Saeed Maleki, Madan Musuvathi, Todd Mytkowicz, Olli Saarikivi, Tianju Xu, Vadim Eksarevskiy, Jaliya Ekanayake, Emad Barsoum
Data parallelism is a common way to parallelize stochastic gradient descent (SGD). However, the loss of convergence at large minibatch sizes limits the scalability of data parallelism. This paper introduces a novel method to combine gradients called Adasum that significantly improves the convergence when using large minibatches. This paper provides the intuition and formal justification of Adasum along with a convergence proof. Additionally, the paper describes an efficient implementation of Adasum and its integration into the open-source toolkit Horovod for use in both TensorFlow and PyTorch.

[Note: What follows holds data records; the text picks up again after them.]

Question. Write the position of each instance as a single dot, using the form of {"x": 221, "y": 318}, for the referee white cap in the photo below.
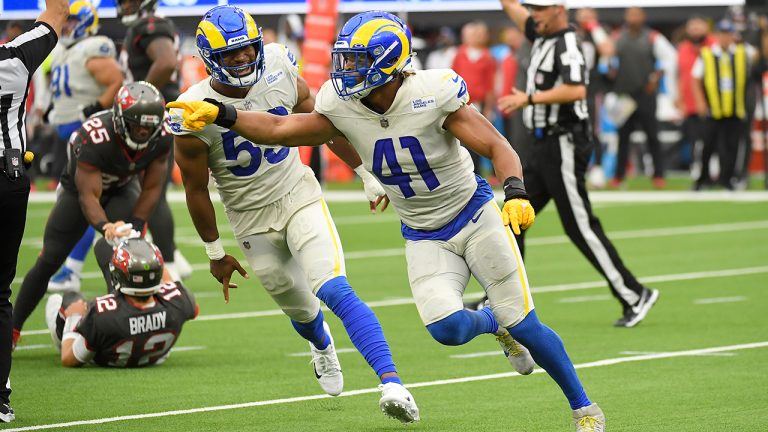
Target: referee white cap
{"x": 544, "y": 3}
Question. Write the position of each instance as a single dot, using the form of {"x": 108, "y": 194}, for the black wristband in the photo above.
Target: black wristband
{"x": 138, "y": 223}
{"x": 514, "y": 188}
{"x": 227, "y": 114}
{"x": 99, "y": 226}
{"x": 92, "y": 109}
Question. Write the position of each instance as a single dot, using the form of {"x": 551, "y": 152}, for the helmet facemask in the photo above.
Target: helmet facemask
{"x": 136, "y": 268}
{"x": 138, "y": 104}
{"x": 372, "y": 49}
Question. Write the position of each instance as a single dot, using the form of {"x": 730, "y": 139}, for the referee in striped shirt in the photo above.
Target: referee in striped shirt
{"x": 18, "y": 61}
{"x": 555, "y": 113}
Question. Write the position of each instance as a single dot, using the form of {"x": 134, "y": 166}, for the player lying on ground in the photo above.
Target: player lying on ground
{"x": 135, "y": 326}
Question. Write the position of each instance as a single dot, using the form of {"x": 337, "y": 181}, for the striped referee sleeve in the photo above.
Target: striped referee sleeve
{"x": 31, "y": 47}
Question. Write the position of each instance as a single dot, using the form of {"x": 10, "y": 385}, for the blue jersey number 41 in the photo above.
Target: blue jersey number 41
{"x": 384, "y": 150}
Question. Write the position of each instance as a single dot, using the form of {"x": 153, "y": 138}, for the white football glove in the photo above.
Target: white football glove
{"x": 123, "y": 232}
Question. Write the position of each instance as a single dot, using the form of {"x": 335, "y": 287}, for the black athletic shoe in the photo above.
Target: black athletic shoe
{"x": 6, "y": 413}
{"x": 635, "y": 314}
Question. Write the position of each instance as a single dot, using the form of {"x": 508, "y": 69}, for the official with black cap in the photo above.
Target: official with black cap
{"x": 555, "y": 113}
{"x": 18, "y": 61}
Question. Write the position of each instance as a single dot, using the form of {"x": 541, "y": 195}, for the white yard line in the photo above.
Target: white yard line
{"x": 598, "y": 363}
{"x": 585, "y": 299}
{"x": 542, "y": 289}
{"x": 720, "y": 300}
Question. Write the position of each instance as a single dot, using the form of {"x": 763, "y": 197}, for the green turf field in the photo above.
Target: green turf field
{"x": 699, "y": 362}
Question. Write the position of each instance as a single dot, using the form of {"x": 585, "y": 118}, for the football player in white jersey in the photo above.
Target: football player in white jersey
{"x": 405, "y": 127}
{"x": 274, "y": 202}
{"x": 85, "y": 77}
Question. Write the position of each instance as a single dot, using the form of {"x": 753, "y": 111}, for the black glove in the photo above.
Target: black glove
{"x": 92, "y": 109}
{"x": 227, "y": 114}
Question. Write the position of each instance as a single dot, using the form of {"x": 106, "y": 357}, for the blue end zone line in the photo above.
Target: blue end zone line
{"x": 542, "y": 289}
{"x": 588, "y": 365}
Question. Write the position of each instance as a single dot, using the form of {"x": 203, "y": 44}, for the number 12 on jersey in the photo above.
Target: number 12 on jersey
{"x": 384, "y": 149}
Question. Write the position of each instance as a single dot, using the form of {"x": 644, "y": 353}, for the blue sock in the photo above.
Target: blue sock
{"x": 548, "y": 351}
{"x": 80, "y": 251}
{"x": 461, "y": 327}
{"x": 361, "y": 324}
{"x": 313, "y": 331}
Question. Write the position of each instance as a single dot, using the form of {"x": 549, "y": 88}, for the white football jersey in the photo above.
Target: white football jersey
{"x": 72, "y": 85}
{"x": 428, "y": 176}
{"x": 250, "y": 175}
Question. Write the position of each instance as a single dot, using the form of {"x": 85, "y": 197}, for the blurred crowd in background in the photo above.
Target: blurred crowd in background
{"x": 649, "y": 96}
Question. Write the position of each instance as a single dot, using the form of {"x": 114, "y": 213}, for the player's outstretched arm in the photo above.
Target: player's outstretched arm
{"x": 289, "y": 131}
{"x": 55, "y": 14}
{"x": 477, "y": 133}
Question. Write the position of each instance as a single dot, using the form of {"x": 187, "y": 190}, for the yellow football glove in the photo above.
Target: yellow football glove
{"x": 197, "y": 114}
{"x": 518, "y": 213}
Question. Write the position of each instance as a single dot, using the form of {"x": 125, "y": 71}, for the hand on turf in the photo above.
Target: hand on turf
{"x": 196, "y": 114}
{"x": 222, "y": 270}
{"x": 518, "y": 213}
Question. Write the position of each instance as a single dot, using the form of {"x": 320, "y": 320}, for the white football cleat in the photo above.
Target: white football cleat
{"x": 518, "y": 355}
{"x": 63, "y": 281}
{"x": 398, "y": 403}
{"x": 589, "y": 419}
{"x": 182, "y": 265}
{"x": 327, "y": 367}
{"x": 52, "y": 308}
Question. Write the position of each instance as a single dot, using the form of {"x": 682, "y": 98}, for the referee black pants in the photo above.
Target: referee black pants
{"x": 13, "y": 202}
{"x": 66, "y": 224}
{"x": 556, "y": 171}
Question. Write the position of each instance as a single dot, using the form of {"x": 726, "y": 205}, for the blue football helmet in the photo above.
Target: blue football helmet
{"x": 228, "y": 28}
{"x": 371, "y": 50}
{"x": 83, "y": 20}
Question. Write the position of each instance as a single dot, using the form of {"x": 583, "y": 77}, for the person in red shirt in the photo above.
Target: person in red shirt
{"x": 476, "y": 65}
{"x": 696, "y": 36}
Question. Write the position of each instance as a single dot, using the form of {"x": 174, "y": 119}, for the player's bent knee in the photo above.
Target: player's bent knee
{"x": 452, "y": 330}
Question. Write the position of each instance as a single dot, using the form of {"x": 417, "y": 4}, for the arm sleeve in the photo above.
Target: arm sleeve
{"x": 31, "y": 47}
{"x": 570, "y": 60}
{"x": 530, "y": 29}
{"x": 451, "y": 93}
{"x": 88, "y": 330}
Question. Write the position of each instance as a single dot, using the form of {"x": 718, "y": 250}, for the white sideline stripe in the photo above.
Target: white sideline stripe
{"x": 598, "y": 363}
{"x": 309, "y": 354}
{"x": 584, "y": 299}
{"x": 37, "y": 242}
{"x": 543, "y": 289}
{"x": 720, "y": 300}
{"x": 594, "y": 196}
{"x": 724, "y": 354}
{"x": 477, "y": 354}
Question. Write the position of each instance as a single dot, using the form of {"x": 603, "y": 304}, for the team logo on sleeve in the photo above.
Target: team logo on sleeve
{"x": 423, "y": 103}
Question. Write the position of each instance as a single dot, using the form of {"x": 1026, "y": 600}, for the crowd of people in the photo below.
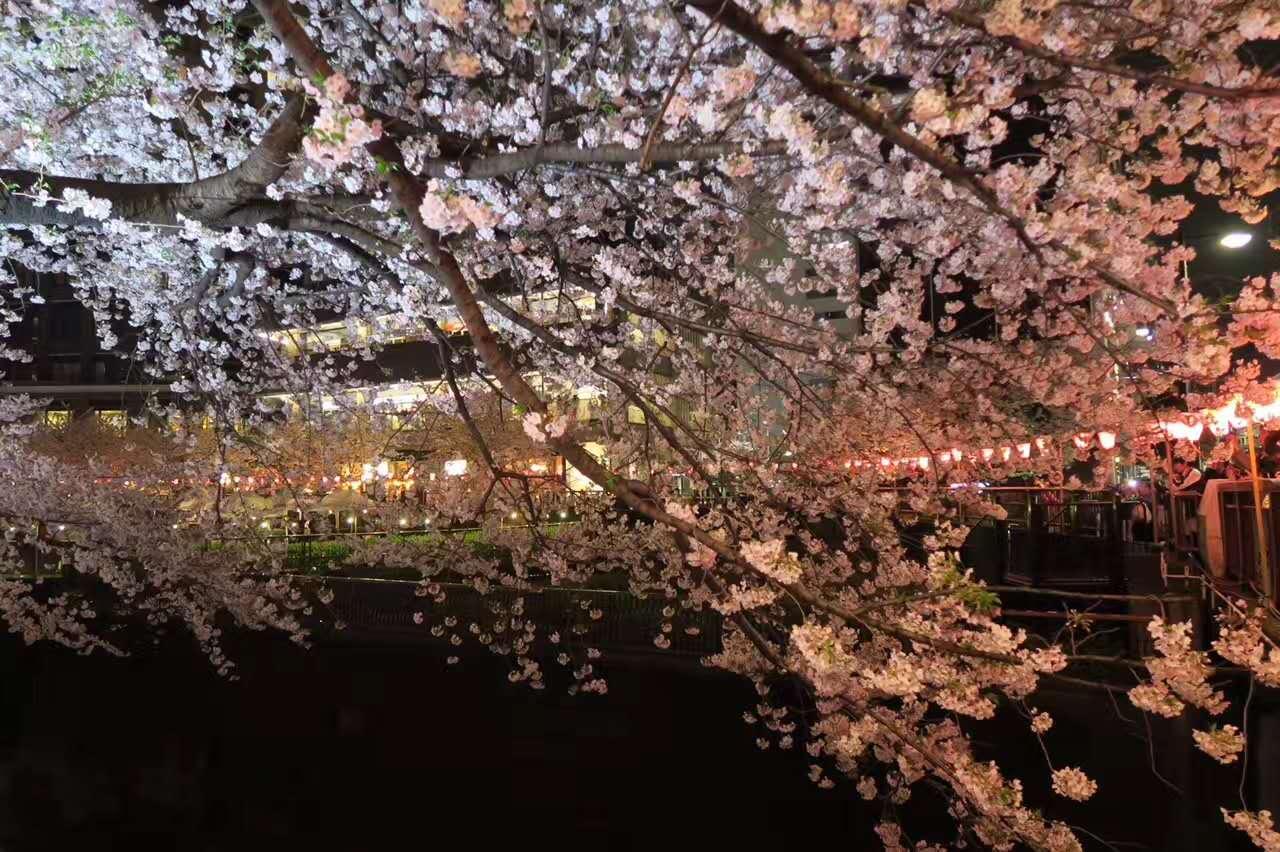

The paper empirically shows that Adasum improves convergence when using large minibatch sizes for multiple optimizers (Momentum-SGD, Adam, and LAMB). For BERT-Large training with a minibatch size of 64K, using both Adasum and LAMB training converges in 20% fewer epochs than with LAMB alone. This combination also allows BERT-Large training to scale to a 128K minibatch size. While one of the motivations for LAMB was the inability of the Adam optimizer to scale beyond a minibatch size of 16K, we show that Adasum helps Adam scale BERT-Large training to a 64K minibatch size. Our implementation of Adasum in Horovod has already been adopted in several production environments.